Tem 41 anos, formou-se em Administração Pública e está no INL desde 2017, com a árdua tarefa de traduzir a complexidade dos projetos – o que são, para que servem, o respectivo diferencial – para angariar parceiros de negócio, de forma a garantir a aplicação da ciência produzida. No caso do COUNTED, há já diligências promissoras. Mas Francisco prefere, por enquanto, manter sigilo. A parceria perfeita para este projeto, nota, é a junção do fator experiência com a capacidade produtiva.
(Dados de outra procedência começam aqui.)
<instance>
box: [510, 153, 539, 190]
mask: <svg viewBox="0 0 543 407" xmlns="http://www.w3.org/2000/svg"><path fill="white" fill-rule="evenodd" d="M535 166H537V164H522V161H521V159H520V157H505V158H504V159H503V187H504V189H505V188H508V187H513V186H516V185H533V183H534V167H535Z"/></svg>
Temos de encontrar parceiros especializados que conheçam bem o mercado, ao mesmo tempo que possam fazer a produção e a certificação do produto, que permita, assim, a sua comercialização”.
Com calo em implementação de projetos de investigação e em relações estratégicas para o negócio, este pai de dois filhos, natural de Famalicão, preocupa-se em contextualizar bem o projeto, que é um entre 160 no INL. Além disso, alerta para a urgência dos resultados. “O grande desafio é o tempo de chegada ao mercado de um protótipo bem sucedido, porque a expectativa é que, mais cedo, ou mais tarde, com a chegada da vacina, a necessidade de testagem pode vir a diminuir.” Francisco Guimarães receia que, assim, se possa perder a oportunidade e o fator diferencial que, por enquanto, o COUNTED ainda garante.
Petrovykh está mais confiante em relação à contínua necessidade de testagem, mesmo depois de uma vacina. “Os epidemiologistas reforçam a necessidade de testagem.” Por isso esta investigação aplicada continua a ser uma peça chave neste contexto. Aeroportos e grandes eventos são alguns dos exemplos que o físico convoca para demonstrar como o COUNTED será essencial e com muito impacto social associado. “É a forma que temos de não ter de utilizar máscaras. É a forma de termos espaços públicos com muitas pessoas. É a forma de a pandemia poder ser controlada.”
Este artigo faz parte de uma série sobre o trabalho levado a cabo pelo Parlamento Europeu e é uma parceria entre o Observador e esta instituição.